This idea of bringing "high earning" jobs is a bit of a fallacy.
Let me preface this by saying, I am absolutely in favour of fostering growth in industries of the future, this is not a vote against that.
The issue is the actual level of pricing vs income.
Our costs have gotten so astronomical that no legal industry is capable of supporting our market.
Specifically - you have 2 high income earners, say a household pre-tax income of $240,000. These two will be living in a one bedroom condo, possibly 2 bedroom at best (assuming new transplants without ridiculous equity from previous Van RE), if they have a kid and a car, they are going to be scraping by, when accounted for daycare, cost of living, and taxes.
The earnings would have to be in the very high six figures to get an appreciably better lifestyle than that.
I suspect that most people given the choice would still choose an alternative option.
We have already seen this with many senior positions - recently, Telus CEO choosing to not relocated to Vancouver due to cost.

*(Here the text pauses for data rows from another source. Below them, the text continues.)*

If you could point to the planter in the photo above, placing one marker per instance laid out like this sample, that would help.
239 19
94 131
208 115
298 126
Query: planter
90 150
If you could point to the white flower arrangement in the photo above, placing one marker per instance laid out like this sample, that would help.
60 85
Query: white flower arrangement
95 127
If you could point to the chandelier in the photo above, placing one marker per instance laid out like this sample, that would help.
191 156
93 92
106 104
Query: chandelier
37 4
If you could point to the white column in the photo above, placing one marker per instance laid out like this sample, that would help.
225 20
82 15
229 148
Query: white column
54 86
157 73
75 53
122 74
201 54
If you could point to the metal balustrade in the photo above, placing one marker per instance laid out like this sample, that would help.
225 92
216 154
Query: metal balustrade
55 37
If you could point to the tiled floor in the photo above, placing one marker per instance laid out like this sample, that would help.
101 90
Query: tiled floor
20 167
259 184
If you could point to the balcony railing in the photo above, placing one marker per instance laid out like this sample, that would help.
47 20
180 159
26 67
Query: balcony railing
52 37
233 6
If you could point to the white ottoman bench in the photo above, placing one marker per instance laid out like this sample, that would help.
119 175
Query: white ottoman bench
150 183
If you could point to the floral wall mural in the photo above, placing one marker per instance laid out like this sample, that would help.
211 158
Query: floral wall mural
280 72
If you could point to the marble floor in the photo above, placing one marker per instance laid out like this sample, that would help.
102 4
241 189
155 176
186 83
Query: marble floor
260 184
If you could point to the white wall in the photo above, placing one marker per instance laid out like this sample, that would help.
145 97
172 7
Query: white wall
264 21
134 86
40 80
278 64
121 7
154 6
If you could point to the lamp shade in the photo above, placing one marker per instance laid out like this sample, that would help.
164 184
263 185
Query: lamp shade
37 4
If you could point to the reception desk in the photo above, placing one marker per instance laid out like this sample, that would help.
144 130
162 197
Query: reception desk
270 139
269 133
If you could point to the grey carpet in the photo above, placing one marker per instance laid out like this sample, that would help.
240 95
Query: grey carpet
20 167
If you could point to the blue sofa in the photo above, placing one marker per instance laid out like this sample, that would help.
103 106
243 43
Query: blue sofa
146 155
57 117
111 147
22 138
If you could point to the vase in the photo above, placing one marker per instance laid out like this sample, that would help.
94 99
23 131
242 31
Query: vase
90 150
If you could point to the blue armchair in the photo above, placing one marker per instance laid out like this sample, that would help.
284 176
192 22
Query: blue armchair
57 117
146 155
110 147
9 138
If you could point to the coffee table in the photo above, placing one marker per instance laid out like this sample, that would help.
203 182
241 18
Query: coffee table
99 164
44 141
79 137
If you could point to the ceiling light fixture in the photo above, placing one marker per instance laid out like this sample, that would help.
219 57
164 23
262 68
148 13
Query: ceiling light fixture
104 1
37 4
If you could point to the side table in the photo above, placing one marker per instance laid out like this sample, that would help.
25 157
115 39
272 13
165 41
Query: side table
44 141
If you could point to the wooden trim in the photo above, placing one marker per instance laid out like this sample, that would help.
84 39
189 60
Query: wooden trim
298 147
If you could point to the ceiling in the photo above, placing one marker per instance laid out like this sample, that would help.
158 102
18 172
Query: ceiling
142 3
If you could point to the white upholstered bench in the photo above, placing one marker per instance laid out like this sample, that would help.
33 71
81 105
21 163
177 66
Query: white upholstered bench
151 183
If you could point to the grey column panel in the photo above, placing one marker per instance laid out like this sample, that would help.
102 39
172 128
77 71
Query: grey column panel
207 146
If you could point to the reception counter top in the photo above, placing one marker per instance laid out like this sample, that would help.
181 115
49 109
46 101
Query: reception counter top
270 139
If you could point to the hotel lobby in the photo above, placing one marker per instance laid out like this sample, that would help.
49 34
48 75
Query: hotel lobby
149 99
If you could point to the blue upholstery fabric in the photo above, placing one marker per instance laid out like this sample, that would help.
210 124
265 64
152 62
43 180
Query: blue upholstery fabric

And certainly no shortage of recent articles of hourly workers leaving the Lower Mainland for elsewhere BC due to wages being similar, but costs of living dramatically lower.
In the recent example I'm thinking of, Mechanics earning $35-40hr are impossible to come by locally, they rather earn the same elsewhere.
Even I been having the same though lately - why not sell my condo and trade it for a fixer upper in Anywhere that's not Lower Mainland, BC, without need for a mortgage or a tiny one most.
Even if I take a 25% pay cut in my somewhat specialised career - net/net I would be way ahead.